「リブートとしては謎だけど、取り敢えず平和です」遊星王子2021 思いついたら変えますさんの映画レビュー(感想・評価)
リブートとしては謎だけど、取り敢えず平和です
僕らの熱いのんき者、低予算特撮の手品師、河崎・フリーダム・実監督が令和に白羽の矢を立てたのは、月光仮面の次に古い超古典国産ヒーロー番組!ツイッターでこれの告知が流れてきた時はひっくり返ってしまったw。絶対に監督以外は手を出さない題材だ。以前「ローン・レンジャー」がリメイクされた時、RHYMESTER宇多丸さんが「日本で例えるなら鞍馬天狗をリバイバルする様な(無茶な)企画」と評したのを聞いたが、そんな恐れをあの人が感じるわけもないのだ。
令和に入りツヤツヤのラメタイツをテカテカのメタリックタイツに着替えた王子は、さながら毒の抜けたスッパマン...いやケロロ軍曹の556のが近いか?ひたすら高笑いをし、ひたすらお人好しで、ひたすら意味もなく強い(ただし初期も初期のヒーローなので、どうやら必殺武器も技もない)。
正直申し上げると「遊星王子」、流石に何かで主題歌を聞いたくらいしか知識は無いのですが、原点でもああいう風に笑うんでしょうかね?
資料があまりないのか、監督も「ウルトラマン」や「黄金バット」など、古いは古いがそんなに関係ないヒーロー物のネタを散りばめまくってる。それって企画倒rおっと誰か来たようだ。
予算など期待すべくもない合成(きっと監督流の昭和リスペクト精神も大いにある)や、河崎節全開の脱力強引ギャグ時空に気を取られがちだが、意外と1本のヒーローもの、スペースオペラとして抑揚のあるドラマになっており、中盤で遊星王子に恩のできた青年が社会的立場を危険に晒しても助けに来てくれたり、逆にヒロインを(この時点では実質的に)とられた嫉妬と義憤にかられた別の青年が結果的にヒロインを1番悲しませる行動をとってしまったりと、「表現がユルいので気づかないが、よく考えてみると厚みのある展開」を抑えてるのが何とも洒落臭い。そして厚みがあったところで印象はユルいので意味は無い。褒めてますよ?!
色んな意味で豪華すぎる出演陣の締めくくりに、風格たっぷりのお父さんがゾフィーの如く現れ全てを円満解決した所で(全部いい感じに片付けるあたりは寧ろコンバトラーVのデウスみたいだ)、ゆったり牧歌的に映画は空へパンして締めくくる。

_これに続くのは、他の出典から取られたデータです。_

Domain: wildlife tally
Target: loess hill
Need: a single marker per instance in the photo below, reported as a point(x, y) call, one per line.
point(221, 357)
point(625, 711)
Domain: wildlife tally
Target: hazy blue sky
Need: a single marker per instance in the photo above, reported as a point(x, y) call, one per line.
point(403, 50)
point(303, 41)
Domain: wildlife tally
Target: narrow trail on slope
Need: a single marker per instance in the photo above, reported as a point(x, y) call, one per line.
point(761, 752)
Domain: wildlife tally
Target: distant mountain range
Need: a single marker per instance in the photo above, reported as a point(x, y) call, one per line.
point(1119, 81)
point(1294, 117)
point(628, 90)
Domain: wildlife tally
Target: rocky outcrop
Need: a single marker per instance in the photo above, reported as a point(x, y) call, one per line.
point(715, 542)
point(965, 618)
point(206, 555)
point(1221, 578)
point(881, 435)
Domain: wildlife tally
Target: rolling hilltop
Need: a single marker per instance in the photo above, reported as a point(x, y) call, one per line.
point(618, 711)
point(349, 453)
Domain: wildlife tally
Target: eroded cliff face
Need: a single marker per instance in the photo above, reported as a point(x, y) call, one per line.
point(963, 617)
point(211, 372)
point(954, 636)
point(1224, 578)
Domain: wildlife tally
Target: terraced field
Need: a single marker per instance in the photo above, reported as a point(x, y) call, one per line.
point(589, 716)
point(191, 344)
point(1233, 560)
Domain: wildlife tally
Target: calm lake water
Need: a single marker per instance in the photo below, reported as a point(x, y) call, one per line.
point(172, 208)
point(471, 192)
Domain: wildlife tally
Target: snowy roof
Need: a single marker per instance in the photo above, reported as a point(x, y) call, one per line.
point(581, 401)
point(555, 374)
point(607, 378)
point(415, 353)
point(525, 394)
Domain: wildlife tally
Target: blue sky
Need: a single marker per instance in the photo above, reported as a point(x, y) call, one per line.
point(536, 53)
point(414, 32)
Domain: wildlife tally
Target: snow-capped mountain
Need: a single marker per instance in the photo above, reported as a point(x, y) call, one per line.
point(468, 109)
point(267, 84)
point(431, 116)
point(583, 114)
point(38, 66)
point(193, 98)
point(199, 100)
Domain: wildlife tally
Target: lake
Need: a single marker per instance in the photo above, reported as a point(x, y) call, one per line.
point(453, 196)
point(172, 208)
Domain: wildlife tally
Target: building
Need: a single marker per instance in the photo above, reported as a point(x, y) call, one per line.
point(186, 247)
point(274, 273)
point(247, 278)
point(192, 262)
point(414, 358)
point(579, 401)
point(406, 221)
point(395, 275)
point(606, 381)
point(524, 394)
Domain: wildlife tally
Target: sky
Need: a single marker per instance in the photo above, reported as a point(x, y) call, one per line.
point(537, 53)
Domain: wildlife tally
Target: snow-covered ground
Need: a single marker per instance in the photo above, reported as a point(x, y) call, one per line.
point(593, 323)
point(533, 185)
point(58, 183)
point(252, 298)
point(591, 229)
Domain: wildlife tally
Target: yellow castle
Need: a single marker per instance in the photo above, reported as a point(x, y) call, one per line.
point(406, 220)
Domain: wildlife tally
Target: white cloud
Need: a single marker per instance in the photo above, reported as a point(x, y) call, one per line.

このフワァ...っと終わっていく空気に「え...あ...終わるんだ。まあそういう映画を見てたんだもんなぁ」と戸惑いつつも、腹八分のゴハンを食べて後からおなかが脹れてくような満足感を得て鑑賞も終わり。
結局何処までが「遊星王子のリブート」として合ってたのかもよく分からない(分かるとしたら当時の記憶がある凄く記憶力の強い御方か、テレビ版のDVDボックス持ってるマニアだけだ)が、取り敢えず平和な気持ちにはなったので、遊星王子は僕の平和を守ってくれたとは言える。ありがとう、遊星王子のおじさん!